Heteroatoms co-doped carbon from biowaste for capacitive energy storage: Dependence of physicochemical properties and electrochemical performances on precursor grain sizes

Biomass wastes are widely used as precursors for synthesizing heteroatoms doped carbons for capacitive energy storage. Based on one step of carbonization and chemical etching strategy, the effect of precursor grain sizes on physicochemical properties and electrochemical performances of resulting carbons is not paid enough attention. A biowaste of macadamia nutshell with different grain sizes is employed for the synthesis of heteroatom-doped porous carbons by chemical etching in the present study. Benefiting from more pore-forming agents loaded on the precursor with smaller grain sizes, the specific surface area and specific capacitance of carbons are significantly controlled by the grain size.

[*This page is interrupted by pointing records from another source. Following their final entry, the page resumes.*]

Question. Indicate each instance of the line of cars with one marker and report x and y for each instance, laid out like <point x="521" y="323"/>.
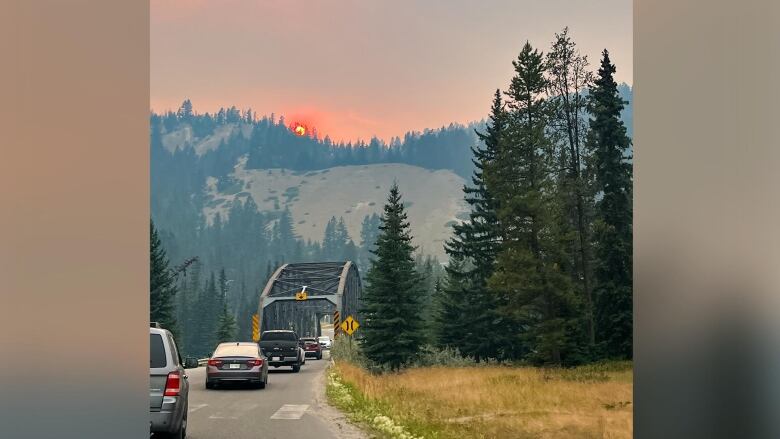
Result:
<point x="249" y="362"/>
<point x="245" y="362"/>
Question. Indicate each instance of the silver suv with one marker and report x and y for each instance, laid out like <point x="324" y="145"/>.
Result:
<point x="168" y="386"/>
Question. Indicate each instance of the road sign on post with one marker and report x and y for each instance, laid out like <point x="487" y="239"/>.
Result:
<point x="301" y="295"/>
<point x="255" y="328"/>
<point x="349" y="325"/>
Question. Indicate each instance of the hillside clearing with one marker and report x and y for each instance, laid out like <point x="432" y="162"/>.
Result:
<point x="434" y="198"/>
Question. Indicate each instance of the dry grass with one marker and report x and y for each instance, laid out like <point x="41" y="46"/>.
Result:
<point x="503" y="402"/>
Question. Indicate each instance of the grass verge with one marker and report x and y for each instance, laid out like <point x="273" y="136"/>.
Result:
<point x="593" y="401"/>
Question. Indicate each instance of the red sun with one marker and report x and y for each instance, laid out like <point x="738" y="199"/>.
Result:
<point x="299" y="129"/>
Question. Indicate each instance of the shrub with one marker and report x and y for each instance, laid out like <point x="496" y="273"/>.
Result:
<point x="433" y="356"/>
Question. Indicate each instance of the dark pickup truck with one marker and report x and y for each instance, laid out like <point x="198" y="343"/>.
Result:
<point x="282" y="348"/>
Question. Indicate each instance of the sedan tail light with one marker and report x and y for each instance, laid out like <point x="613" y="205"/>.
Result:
<point x="173" y="384"/>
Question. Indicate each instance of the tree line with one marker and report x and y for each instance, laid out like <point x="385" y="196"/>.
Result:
<point x="541" y="271"/>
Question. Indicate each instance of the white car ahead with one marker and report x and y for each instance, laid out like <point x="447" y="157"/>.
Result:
<point x="324" y="341"/>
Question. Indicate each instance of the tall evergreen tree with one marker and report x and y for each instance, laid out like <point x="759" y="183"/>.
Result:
<point x="392" y="330"/>
<point x="473" y="249"/>
<point x="614" y="235"/>
<point x="452" y="328"/>
<point x="162" y="284"/>
<point x="528" y="264"/>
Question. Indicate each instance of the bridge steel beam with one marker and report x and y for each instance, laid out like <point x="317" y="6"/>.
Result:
<point x="329" y="285"/>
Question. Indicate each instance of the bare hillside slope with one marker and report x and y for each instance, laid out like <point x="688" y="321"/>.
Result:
<point x="434" y="198"/>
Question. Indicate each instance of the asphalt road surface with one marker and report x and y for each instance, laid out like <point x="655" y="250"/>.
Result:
<point x="291" y="406"/>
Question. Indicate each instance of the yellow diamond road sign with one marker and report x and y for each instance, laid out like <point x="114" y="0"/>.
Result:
<point x="255" y="328"/>
<point x="350" y="325"/>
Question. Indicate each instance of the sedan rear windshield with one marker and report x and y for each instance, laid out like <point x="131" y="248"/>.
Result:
<point x="236" y="351"/>
<point x="273" y="336"/>
<point x="156" y="351"/>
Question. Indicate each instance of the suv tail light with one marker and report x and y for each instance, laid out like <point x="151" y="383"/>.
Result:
<point x="173" y="384"/>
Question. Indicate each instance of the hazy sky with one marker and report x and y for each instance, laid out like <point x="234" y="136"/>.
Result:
<point x="357" y="68"/>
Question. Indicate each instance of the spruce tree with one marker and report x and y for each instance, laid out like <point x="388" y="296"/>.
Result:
<point x="473" y="249"/>
<point x="610" y="145"/>
<point x="528" y="264"/>
<point x="392" y="328"/>
<point x="569" y="78"/>
<point x="452" y="327"/>
<point x="162" y="284"/>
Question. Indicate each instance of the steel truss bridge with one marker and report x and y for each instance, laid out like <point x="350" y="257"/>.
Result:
<point x="329" y="287"/>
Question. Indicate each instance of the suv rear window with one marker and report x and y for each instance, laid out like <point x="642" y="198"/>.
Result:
<point x="156" y="351"/>
<point x="270" y="336"/>
<point x="236" y="351"/>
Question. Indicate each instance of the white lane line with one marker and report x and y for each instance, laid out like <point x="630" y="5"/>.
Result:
<point x="290" y="411"/>
<point x="197" y="407"/>
<point x="222" y="417"/>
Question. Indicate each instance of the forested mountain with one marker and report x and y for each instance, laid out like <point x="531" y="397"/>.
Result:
<point x="235" y="190"/>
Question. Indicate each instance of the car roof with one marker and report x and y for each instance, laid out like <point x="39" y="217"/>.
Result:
<point x="160" y="331"/>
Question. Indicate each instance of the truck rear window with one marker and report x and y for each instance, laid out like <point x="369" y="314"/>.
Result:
<point x="156" y="351"/>
<point x="275" y="336"/>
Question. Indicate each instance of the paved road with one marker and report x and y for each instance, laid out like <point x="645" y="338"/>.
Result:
<point x="291" y="406"/>
<point x="238" y="412"/>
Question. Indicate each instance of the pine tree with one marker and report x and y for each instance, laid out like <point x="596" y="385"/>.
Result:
<point x="610" y="145"/>
<point x="473" y="248"/>
<point x="528" y="264"/>
<point x="391" y="329"/>
<point x="452" y="327"/>
<point x="568" y="79"/>
<point x="162" y="284"/>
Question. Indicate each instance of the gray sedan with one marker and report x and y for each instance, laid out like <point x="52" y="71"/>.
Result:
<point x="237" y="362"/>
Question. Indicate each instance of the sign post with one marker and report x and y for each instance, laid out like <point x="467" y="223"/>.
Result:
<point x="255" y="328"/>
<point x="336" y="323"/>
<point x="349" y="325"/>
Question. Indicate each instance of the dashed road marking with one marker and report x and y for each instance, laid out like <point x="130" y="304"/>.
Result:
<point x="197" y="407"/>
<point x="222" y="417"/>
<point x="290" y="411"/>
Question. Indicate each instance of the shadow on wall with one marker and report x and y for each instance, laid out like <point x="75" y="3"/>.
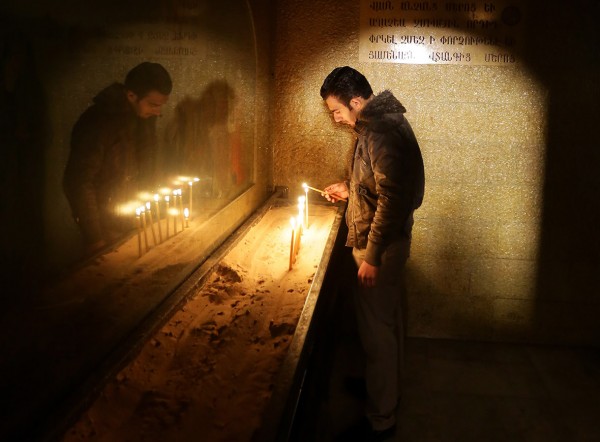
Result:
<point x="22" y="138"/>
<point x="567" y="303"/>
<point x="205" y="137"/>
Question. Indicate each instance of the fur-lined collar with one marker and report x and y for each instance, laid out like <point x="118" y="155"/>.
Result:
<point x="381" y="113"/>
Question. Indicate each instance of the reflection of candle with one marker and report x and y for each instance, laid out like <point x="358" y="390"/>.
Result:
<point x="180" y="193"/>
<point x="139" y="226"/>
<point x="143" y="212"/>
<point x="298" y="233"/>
<point x="149" y="210"/>
<point x="305" y="205"/>
<point x="156" y="198"/>
<point x="302" y="210"/>
<point x="167" y="198"/>
<point x="292" y="254"/>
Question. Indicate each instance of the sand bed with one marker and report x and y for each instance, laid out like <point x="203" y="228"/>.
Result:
<point x="209" y="371"/>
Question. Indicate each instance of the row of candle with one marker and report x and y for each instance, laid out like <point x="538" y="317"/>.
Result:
<point x="145" y="219"/>
<point x="174" y="211"/>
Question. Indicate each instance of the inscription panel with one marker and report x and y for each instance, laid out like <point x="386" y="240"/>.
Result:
<point x="441" y="32"/>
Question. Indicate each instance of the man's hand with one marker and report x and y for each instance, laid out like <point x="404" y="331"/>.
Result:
<point x="367" y="275"/>
<point x="336" y="192"/>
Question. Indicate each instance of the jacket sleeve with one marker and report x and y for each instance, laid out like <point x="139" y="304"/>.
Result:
<point x="83" y="167"/>
<point x="394" y="184"/>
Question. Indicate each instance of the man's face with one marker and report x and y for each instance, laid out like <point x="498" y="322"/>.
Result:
<point x="341" y="113"/>
<point x="148" y="106"/>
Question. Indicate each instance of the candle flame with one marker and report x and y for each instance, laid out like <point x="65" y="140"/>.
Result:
<point x="144" y="196"/>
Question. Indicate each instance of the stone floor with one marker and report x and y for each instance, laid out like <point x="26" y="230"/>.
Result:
<point x="467" y="391"/>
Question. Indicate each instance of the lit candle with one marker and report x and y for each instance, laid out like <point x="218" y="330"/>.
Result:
<point x="180" y="194"/>
<point x="302" y="206"/>
<point x="167" y="198"/>
<point x="292" y="245"/>
<point x="156" y="199"/>
<point x="322" y="192"/>
<point x="191" y="202"/>
<point x="298" y="234"/>
<point x="143" y="214"/>
<point x="139" y="226"/>
<point x="149" y="211"/>
<point x="305" y="204"/>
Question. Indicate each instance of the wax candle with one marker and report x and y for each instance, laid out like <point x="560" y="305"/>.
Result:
<point x="306" y="206"/>
<point x="298" y="233"/>
<point x="156" y="200"/>
<point x="143" y="215"/>
<point x="167" y="198"/>
<point x="139" y="226"/>
<point x="180" y="195"/>
<point x="150" y="221"/>
<point x="302" y="209"/>
<point x="292" y="243"/>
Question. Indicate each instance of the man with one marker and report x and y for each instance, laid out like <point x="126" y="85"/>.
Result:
<point x="112" y="152"/>
<point x="386" y="186"/>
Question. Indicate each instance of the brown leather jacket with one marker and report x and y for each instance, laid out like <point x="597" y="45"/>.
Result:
<point x="388" y="179"/>
<point x="111" y="158"/>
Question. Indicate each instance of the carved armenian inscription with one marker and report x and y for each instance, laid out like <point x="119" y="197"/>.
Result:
<point x="440" y="32"/>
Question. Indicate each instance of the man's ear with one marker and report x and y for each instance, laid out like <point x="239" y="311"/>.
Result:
<point x="356" y="103"/>
<point x="132" y="97"/>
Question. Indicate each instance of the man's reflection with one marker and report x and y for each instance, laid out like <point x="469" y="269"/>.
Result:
<point x="207" y="141"/>
<point x="113" y="146"/>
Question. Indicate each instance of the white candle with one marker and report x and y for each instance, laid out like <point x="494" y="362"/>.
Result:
<point x="156" y="199"/>
<point x="143" y="214"/>
<point x="292" y="245"/>
<point x="305" y="205"/>
<point x="149" y="210"/>
<point x="139" y="226"/>
<point x="298" y="233"/>
<point x="167" y="198"/>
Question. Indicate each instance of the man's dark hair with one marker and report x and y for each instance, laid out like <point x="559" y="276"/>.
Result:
<point x="346" y="83"/>
<point x="147" y="77"/>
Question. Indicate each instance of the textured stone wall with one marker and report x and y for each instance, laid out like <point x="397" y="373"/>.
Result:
<point x="505" y="244"/>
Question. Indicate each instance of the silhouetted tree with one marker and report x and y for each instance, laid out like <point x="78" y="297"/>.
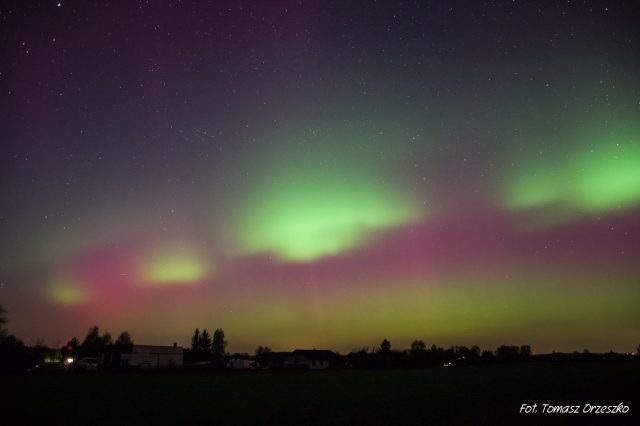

As the nutshell decreased from 200 to 75 μm and was treated at 700 °C, the specific surface area enlarged from 717 to 1989 m2 g−1, while the total content of heteroatoms including oxygen, nitrogen, sulfur, and phosphorus decreased from 12.4 to 9.8 at.%. In a three-electrode system, the specific capacitance of the corresponding carbon increased from 231 to 291 F g−1 at 1 A g−1. The assembled analog supercapacitor achieves a maximum specific energy of 7.8 Wh kg−1 at the specific power of 239 W kg−1 in an aqueous electrolyte. Results demonstrate smaller precursor grain sizes lead to a higher specific surface area of carbons via one step of carbonization and chemical etching, thus achieving a stronger capacitance storage capacity of supercapacitors.